Proctor was charged in late 1982 with armed holdups at a high school custodian’s office, a uniform shop, a jeans store, a cab company and several gas stations. He drove the getaway car in a purse snatching. Proctor was involved in a robbery in which shots were fired at a car pursuing him and his accomplice, records show. He said his accomplice fired to flatten the vehicle’s tires to disable it. None of his other charges involved a weapon being fired.
Proctor told Urban News Service that he pleaded guilty to 10 counts of aggravated robbery because he was remorseful, though he didn’t commit some of these offenses. The Proctors said Terrance’s lawyer told them the judge would be lenient if he admitted guilt.
Doris Proctor, a nurse, reminisced about her son’s life as she sat in court that fateful morning. She had divorced his father and raised “Terry” and his sister, Kim, with the help of her parents and nine siblings.

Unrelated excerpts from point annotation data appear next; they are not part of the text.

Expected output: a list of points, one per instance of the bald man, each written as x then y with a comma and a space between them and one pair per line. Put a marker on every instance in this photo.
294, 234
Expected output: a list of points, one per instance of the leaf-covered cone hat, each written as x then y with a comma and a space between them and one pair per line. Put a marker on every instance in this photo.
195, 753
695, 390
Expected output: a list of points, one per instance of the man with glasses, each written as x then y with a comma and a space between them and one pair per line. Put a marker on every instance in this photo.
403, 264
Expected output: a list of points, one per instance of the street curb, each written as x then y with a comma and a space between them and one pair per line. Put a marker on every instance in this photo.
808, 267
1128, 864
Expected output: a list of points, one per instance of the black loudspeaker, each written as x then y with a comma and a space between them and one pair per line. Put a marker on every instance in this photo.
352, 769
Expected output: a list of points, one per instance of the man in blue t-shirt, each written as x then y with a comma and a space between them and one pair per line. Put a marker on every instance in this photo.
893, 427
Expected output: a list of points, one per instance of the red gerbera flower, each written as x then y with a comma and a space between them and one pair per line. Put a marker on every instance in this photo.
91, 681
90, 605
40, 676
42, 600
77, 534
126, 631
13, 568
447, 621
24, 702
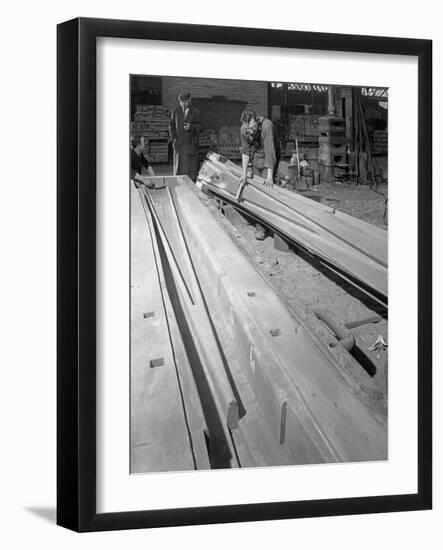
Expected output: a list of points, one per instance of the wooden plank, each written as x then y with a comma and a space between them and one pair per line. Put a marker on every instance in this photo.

Problems started when Terrance reached adolescence. She took him to counseling. He refused to take ADHD medication because of its side effects. Doris learned of Terrance’s November 1982 arrest from a friend who saw police detain him.
“There are potentially 10 life sentences here,” Judge Floyd J. Lofton told Proctor, according to a court transcript. “I don’t think there’s much doubt about it, Mr. Proctor, you’re going to spend the rest of your life in the Department of Correction. Do you understand that?”
“Yes, sir,” Proctor said, not understanding at all. He and his mother still believed that his lawyer would arrange a deal with the court.
“And you’re pleading guilty?” Lofton asked.
“Yes, sir.”
“How old are you?” Lofton asked.
“Seventeen,” Proctor said.
Doris Proctor asked Lofton to consider her son’s psychiatric problems, drug use and abusive father. Proctor admitted guilt. However, Lofton was not moved.
“Mr. Proctor, it is my intention that when you get out of the penitentiary you [will] be an old man,” Lofton said. “My intention is to keep you there for most of the rest of your life.”
Doris Proctor is still praying for her son – that a lawyer will come forth to help him, that he will be safe. She still has nightmares about him being stabbed in prison several years ago. She thinks his debt to society has been paid.
“My greatest hope is that I stay here long enough that I see him live as a free man,” she said. “I pray that he will have a chance to experience some of his life outside of prison.”